沈慕南指节泛白,攥紧手机,听筒里传来负责人急促的呼吸。
“沈先生,你当真决定了?名额一旦确认就无法回头!你之前说不想离开家人......”
“家人”二字像冰锥扎进心口,沈慕南眼底最后一丝微光彻底湮灭。
“我的家人已为国捐躯,现在,我只想继承他们的遗志。”他声音冷硬如铁,斩断所有牵连,“至于其他人,我不要了。”
负责人声音激动得发颤:“明白!一个月后计划启动,专车会准时来接你。”
电话挂断,死寂如墨汁在房间里蔓延。
沈慕南目光落在桌面相框上。
照片里,十七岁的姜司音在篮球场边大笑,搂着十三岁的他。
他唇角轻扬,融进身后一片阳光。
那是他到姜家后,第一次笑。
记忆里,姜司音那时的笑容,亮得晃眼。
如今,只剩刺骨的寒。
他闭了闭眼,十四年前的画面撕开夜幕。
父母护送重要研究成果途中,车辆翻滚,火光冲天。
……
夜色沉到底,姜司音没有回来。
沈慕南在空寂中等至力竭昏睡。
清晨,粗暴的砸门声将他惊醒。
保镖不由分说将他拖下楼梯,扔在冰冷的大理石地上。
姜司音端坐主位,眉宇间凝结寒霜。
“睡到日上三竿,还要人请?外面四十度高温,耽误我去接无恙,他晒伤了你担得起?”
沈慕南心脏狂跳,嘴唇失了血色:“姐,你还要陪他......那我的生日......”

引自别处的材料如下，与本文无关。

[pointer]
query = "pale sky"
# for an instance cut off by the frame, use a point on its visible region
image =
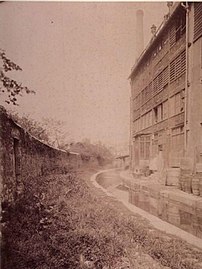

“我说了会补!”她不耐烦地截断,眼神锐利如刀,“你怎么就不能学学无恙的懂事?少给我添乱!”
沈慕南急促呼吸,压下心悸,却压不下心寒。
他的自闭症需要深度睡眠,天亮才能短暂入眠。
从前,为了让他多睡片刻,姜司音严禁任何人清晨打扰。
如今,为了厉无恙,她竟命人将他从床上拖下。
膝盖磕得生疼,他勉强撑起身。
睡衣凌乱,赤着双脚。
姜司音嫌恶地皱眉,厉声呵斥:“衣衫不整,成何体统!又想招惹谁?老管家吗?”